Was zur Hölle dieser Film soll, werden sich viele nach der Sichtung fragen, und es erfordert ein wenig Hintergrundwissen, um „Tusk“ angemessen verarbeiten zu können. Autorenfilmer Kevin Smith, bekannt für seine freche New Jersey Reihe, kehrte nach den künstlerisch unbefriedigenden Mainstream-Produktionen „Zack and Miri Make a Porno“ und „Cop Out“ zum kleinen Independentfilm zurück. Der selbstvermarktete „Red State“ – überraschenderweise ein Horrorfilm – blieb jedoch hinter den Erwartungen zurück. So kehrte Smith dem Filmgeschäft vorerst den Rücken und widmete sich verstärkt Aktivitäten wie dem Podcasting, wobei binnen kürzester Zeit die Geschichte zu „Tusk“ entstand.

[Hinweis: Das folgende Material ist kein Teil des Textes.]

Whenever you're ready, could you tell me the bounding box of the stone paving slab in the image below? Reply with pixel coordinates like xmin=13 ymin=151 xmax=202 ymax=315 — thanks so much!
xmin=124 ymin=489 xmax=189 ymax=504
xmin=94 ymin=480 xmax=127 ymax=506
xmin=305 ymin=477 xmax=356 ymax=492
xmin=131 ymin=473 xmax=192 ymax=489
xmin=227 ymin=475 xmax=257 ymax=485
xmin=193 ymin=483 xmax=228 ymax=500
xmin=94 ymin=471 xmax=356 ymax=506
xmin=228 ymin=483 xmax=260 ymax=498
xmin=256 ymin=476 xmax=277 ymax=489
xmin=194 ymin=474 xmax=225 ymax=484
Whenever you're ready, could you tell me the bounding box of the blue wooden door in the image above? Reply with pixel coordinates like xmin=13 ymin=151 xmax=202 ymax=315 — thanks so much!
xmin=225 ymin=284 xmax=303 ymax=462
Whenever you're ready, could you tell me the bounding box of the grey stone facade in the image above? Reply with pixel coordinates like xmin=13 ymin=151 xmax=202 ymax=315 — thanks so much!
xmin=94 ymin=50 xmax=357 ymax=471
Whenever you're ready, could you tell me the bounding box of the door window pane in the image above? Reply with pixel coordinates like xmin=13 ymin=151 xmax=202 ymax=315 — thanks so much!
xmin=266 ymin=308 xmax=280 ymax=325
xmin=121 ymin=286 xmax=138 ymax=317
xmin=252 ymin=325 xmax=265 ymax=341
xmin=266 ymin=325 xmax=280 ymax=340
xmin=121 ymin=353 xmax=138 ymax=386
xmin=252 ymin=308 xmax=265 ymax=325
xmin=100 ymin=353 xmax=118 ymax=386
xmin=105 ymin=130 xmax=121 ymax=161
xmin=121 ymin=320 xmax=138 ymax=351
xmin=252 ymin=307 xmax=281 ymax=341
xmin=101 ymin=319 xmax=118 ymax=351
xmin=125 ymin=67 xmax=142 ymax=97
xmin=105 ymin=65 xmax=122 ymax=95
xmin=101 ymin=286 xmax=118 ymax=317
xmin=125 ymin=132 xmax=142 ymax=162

Eine Folge von Smiths ‚SModcast‘ behandelte das reale Online-Gesuch eines alten, weitgereisten Herrn. Der Mann suchte einen Untermieter, unter der Bedingung, dass dieser sich jeden Tag für zwei Stunden ein Walrosskostüm anzieht und auch wie ein Walross verhält. Als Grund nannte der Mann die Erinnerung an seinen besten Freund auf einer einsamen Insel. Smith und sein Co-Moderator Scott Mosier malten sich unter Lachanfällen die Situation aus und spannen sie weiter – fertig war die nächste Filmidee, die ‚kuscheligere Version von „The Human Centipede“‘. Mit dem Hashtag #WalrusYes holte Smith sich die Bestätigung der Fangemeinde und landete schließlich viel schneller als gedacht wieder am Set.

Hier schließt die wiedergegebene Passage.